Comme toujours, c’est le premier effort le plus difficile, le premier client le plus difficile à avoir. Aujourd’hui, un acteur majeur qui va discuter avec nous va se trouver réconforter par la présence du groupe TUI à nos côtés. La pompe est amorcée. Après, l’argent ne sert qu’au développement des clubs, pas à autre chose. Il faut pourfendre ces mythologies : l’économie de la LNV est uniquement tournée vers l’intérêt des clubs. Mais pour redistribuer, il faut d’abord avoir investi.

Ce naming valide avec éclat, selon vous, le travail effectué depuis deux ans et demi ?  
Quand je me retourne et que je regarde les deux ans et demi parcourus, il y a eu pas mal de choses d’accomplies. On est arrivé dans un volley pro exsangue financièrement, sans résonnance médiatique, sans politique digitale, sans partenaire. Quand je regarde aujourd’hui, on a un contrat avec BeIN Sports, un namer, une présence digitale en plein essor, 130.000 spectateurs de plus dans les salles ! Tout cela ne bénéficie qu’aux clubs. Toutes les actions de la Ligue ont un impact sur l’économie des clubs.

Comment les clubs peuvent-ils maintenant profiter de ce partenariat ?
On avait plusieurs options en termes de naming et on est très fier d’avoir choisi l’option Marmara. C’est une entreprise avec laquelle on partage effectivement beaucoup de valeurs. Déjà, une caractéristique qui ne nous a pas échappé, c’est que les agences Marmara ont un maillage quasi similaire au maillage du volley français et on retrouve beaucoup d’agences dans les villes où on a club pro. L’activation va donc être facilitée, car le contact va se créer naturellement. Invitations de partenaires, de clients, exposition de la Marmara SpikeLigue, tout cela va se dérouler dans les salles de nos clubs pros et c’est tout bénéfice.

Comment la rencontre entre le groupe TUI et la LNV a-t-elle eu lieu et quelles sont les valeurs communes qui ont conduit à ce partenariat ?
Ça s’est fait par une opération habituelle de démarchage.
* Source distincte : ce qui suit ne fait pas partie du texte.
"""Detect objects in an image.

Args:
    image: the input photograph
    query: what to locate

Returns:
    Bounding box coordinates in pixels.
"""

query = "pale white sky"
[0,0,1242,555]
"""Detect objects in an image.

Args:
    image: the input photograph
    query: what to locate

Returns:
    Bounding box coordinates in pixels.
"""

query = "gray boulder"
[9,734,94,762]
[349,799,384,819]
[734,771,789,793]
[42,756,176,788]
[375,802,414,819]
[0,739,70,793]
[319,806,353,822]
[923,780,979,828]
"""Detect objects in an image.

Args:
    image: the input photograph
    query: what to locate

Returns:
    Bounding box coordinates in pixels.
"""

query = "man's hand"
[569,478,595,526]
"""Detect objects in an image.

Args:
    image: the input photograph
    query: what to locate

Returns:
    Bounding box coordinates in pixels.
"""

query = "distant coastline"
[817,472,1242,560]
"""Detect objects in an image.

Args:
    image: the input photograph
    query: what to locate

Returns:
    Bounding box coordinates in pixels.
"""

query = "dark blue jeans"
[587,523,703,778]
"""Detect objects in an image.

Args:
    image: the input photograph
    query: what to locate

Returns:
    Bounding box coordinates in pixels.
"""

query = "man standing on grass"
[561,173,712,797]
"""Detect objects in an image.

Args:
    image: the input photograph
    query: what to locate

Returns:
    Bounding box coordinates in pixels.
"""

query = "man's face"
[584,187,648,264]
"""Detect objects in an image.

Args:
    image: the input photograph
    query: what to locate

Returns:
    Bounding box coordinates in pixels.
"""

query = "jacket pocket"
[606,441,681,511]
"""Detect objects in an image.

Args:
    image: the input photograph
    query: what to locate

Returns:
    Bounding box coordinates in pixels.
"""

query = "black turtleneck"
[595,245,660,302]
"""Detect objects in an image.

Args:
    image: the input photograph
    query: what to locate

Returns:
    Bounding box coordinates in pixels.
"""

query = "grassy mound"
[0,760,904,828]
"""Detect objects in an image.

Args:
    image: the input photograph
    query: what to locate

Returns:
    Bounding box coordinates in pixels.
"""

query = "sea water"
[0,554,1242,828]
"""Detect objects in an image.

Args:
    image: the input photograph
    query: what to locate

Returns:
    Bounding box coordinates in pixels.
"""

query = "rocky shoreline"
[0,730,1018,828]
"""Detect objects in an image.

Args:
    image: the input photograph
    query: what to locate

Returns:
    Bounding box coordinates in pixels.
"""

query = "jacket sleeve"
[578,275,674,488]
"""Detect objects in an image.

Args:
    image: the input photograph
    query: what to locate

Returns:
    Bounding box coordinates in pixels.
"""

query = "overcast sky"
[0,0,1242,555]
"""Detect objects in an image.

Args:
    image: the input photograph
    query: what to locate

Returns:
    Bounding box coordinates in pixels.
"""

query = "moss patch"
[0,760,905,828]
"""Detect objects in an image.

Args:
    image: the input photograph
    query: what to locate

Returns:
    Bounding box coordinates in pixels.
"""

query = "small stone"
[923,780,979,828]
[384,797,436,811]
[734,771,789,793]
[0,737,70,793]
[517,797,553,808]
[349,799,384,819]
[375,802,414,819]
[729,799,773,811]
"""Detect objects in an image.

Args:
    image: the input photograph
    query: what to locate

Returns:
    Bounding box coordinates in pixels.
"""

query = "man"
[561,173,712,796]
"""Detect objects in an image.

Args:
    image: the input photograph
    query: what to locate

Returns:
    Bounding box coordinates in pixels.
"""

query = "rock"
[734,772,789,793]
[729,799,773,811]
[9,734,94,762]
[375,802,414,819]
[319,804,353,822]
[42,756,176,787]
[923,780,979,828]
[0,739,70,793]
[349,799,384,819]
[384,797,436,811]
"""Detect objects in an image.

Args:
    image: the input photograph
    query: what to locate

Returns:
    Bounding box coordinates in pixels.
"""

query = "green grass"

On se propose de rencontrer le service de communication d’un grand groupe, on lui présente l’intérêt qu’il y aurait à travailler avec le volley et on se découvre beaucoup de valeurs communes, des spectateurs qui sont aussi des voyageurs qui utilisent le groupe TUI. Il y a beaucoup d’intérêts communs. La grande fierté, c’est aussi que le groupe TUI n’a jamais fait aucun sponsoring en France ! C’est la première fois qu’il s’associe ainsi. Quand je parle de l’image du volley, c’est un levier majeur autour du partage, de la réconciliation, de la socialisation. Nos valeurs et celles de Marmara sont des valeurs familiales, de convivialité, d’inclusion, de respect. Donc, en fait, on porte les mêmes valeurs. Ils le disent simplement : «Ce sponsoring a été une évidence.» Et puis, on s’est «mariés» pour 3 ans ! C’est très long 3 ans et c’est un signal fort de leur part.

Cela peut-il précéder d’autres engagements du groupe TUI auprès de la LNV, par exemple vers la LAF ?
Ma vision est un peu différente car je pense qu’en LAF, les valeurs portées sont un peu différentes. Mais on est en recherche d’un partenaire namer pour le volley féminin. On pense que les cibles ne sont pas les mêmes. On y travaille.

En attendant le lancement de la Marmara SpikeLigue le 20 octobre prochain, y aura-t-il de fréquents rappels à ce nouveau partenariat ?
Oui. Il y aura de la part de la Ligue et de la part de Marmara, pendant le mois qui va courir, beaucoup de rappels de communication, qui vont tourner sur LNV.tv, sur BeIN notamment.